Four. Identify a Wage & Hour “Compliance Person”
Busy supervisors can become complacent with enforcing company rules on wage and hour requirements. Too many HR professionals confess they simply cannot get supervisors and managers to “buy in” to the myriad of wage compliance obligations that must be implemented with employees. One way to avoid this continual conflict and still try to protect the organization from wage violations is to either hire or identify a specific individual whose job title or duties include wage and hour compliance. This employee’s job would include developing and implementing the necessary controls to make wage and pay practice compliance a priority for the organization.

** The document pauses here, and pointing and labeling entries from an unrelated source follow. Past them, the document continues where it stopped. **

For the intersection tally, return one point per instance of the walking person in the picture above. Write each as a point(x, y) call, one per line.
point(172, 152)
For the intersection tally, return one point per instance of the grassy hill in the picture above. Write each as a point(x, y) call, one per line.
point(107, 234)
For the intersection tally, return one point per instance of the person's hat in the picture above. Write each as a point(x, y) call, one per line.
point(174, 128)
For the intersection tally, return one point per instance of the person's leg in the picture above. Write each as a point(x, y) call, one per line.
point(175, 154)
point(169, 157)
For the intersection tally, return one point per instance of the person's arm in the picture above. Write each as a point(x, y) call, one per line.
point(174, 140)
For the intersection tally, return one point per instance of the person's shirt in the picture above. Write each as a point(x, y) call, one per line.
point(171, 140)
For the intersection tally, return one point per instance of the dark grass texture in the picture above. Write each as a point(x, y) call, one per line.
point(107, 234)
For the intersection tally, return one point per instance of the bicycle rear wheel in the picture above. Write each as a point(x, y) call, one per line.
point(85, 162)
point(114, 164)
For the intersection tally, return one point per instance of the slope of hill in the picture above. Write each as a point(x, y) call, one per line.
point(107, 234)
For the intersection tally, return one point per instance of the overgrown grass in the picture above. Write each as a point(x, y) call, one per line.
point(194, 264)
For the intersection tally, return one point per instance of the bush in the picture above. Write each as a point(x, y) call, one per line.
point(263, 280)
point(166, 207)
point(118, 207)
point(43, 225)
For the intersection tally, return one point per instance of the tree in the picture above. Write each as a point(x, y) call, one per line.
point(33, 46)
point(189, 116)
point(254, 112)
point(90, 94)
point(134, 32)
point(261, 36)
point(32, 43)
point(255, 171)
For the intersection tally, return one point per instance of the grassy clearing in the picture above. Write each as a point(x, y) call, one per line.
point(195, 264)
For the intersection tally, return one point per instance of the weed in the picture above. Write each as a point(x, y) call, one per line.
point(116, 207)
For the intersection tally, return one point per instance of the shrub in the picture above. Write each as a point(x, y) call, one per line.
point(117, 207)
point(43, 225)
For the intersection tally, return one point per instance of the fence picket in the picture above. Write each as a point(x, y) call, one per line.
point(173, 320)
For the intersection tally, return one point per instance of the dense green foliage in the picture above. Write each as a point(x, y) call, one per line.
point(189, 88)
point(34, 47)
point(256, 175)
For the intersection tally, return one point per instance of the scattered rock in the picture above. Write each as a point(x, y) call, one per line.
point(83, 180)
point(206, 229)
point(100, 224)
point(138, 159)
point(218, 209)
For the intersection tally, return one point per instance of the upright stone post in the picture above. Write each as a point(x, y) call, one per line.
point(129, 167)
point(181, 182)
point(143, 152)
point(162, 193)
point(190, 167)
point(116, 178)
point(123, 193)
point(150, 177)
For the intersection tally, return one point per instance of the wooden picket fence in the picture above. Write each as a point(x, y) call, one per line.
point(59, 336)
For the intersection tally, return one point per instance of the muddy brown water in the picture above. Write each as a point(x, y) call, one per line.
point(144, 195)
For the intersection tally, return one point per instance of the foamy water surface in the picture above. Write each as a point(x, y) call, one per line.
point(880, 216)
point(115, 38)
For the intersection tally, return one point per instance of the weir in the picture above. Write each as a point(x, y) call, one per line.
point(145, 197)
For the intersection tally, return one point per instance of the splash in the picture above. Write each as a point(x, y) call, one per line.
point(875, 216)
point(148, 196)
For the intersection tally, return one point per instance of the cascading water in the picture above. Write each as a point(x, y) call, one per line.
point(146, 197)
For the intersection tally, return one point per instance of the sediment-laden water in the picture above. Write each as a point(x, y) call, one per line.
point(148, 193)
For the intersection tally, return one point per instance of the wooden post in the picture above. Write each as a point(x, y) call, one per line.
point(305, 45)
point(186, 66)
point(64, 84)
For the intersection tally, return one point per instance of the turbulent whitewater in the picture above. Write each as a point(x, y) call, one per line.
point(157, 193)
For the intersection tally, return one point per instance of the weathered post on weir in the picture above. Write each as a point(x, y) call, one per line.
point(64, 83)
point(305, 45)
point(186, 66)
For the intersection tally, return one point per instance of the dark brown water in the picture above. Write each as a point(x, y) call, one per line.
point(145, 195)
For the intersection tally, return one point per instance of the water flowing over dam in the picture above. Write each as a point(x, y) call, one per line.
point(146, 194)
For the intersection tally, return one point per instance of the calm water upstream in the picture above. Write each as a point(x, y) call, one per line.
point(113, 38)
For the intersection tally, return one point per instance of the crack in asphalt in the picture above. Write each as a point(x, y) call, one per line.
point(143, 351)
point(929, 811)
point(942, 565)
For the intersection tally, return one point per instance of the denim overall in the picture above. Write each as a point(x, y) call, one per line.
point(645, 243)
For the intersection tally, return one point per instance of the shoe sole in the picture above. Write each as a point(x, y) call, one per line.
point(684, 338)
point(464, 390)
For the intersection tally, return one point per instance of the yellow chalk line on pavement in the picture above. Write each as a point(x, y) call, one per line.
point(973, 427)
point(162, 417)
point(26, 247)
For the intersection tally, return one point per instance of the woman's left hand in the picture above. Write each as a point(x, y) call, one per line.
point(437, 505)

Five. Review and Correct Wage Statements Pursuant to Labor Code 226
The easiest thing employers can do right now, today, to help avoid wage violations is review their pay stubs for compliance with the Labor Code. Section 226(a) sets forth specific categories of information that each wage statement must contain or which the employee must be able to promptly and easily determine from the wage statement alone. HR or payroll personnel should review wage statements to be certain this information is properly set forth on the stub:
(a) the amount of gross wages and net wages earned during the pay period;
(b) the total number of hours worked (if the employee is not exempt);
(c) the number of piece-rate units earned and the applicable piece rate (for an employee paid on a piece rate);
(d) any and all deductions made;
(e) inclusive dates of the period for which the employee is paid (not just the pay period ending date!);
(f) all applicable hourly rates in effect and the number of hours worked at each rate;
(g) the name and address of the “legal entity” that is the employer;
(h) the name of the employee and either the last four digits of the employee’s social security number or an employee ID number.
Until 2013, employers often defended against section 226 penalty claims by arguing that the employee had suffered no injury as a result of a technically incomplete or inaccurate wage statement. In January 2013, section 226 was amended to state that an employee is “deemed to suffer injury” if a wage statement fails to include each of the items specified by the code section. As a result, penalties for inaccurate or incomplete wage statements have become essentially automatic – driving litigation in this area through the roof! Do not assume that because your organization uses a large payroll service that the company’s wage statements are accurate. Too many employers have been shocked to discover, after being sued in a representative capacity, that a category was technically deficient (i.e., listing a company dba instead of the legal entity, failing to include the pay period ending date, omitting an employee ID) subjecting them to compounding penalties. Review and correct these minor errors now to avoid large liability later. [Note: On October 2, 2015, in response to increasing frivolous litigation regarding technical violations that do not harm or injure the employee, Governor Brown signed urgency legislation (AB 1506) that gives employers the right to “cure” certain alleged wage statement violations brought under Labor Code 226(a). However, the law has limited application to only the inclusive dates of the pay period and the name and address of the employer. It also requires, among other things, issuing “fully compliant, itemized wage statement(s) to each aggrieved employee for each pay period for the three years prior to the date of written notice” sent to the Labor Workforce Development Agency. Thus, the law does not alleviate an employer’s obligation to provide all the information required on an employee’s wage statement.]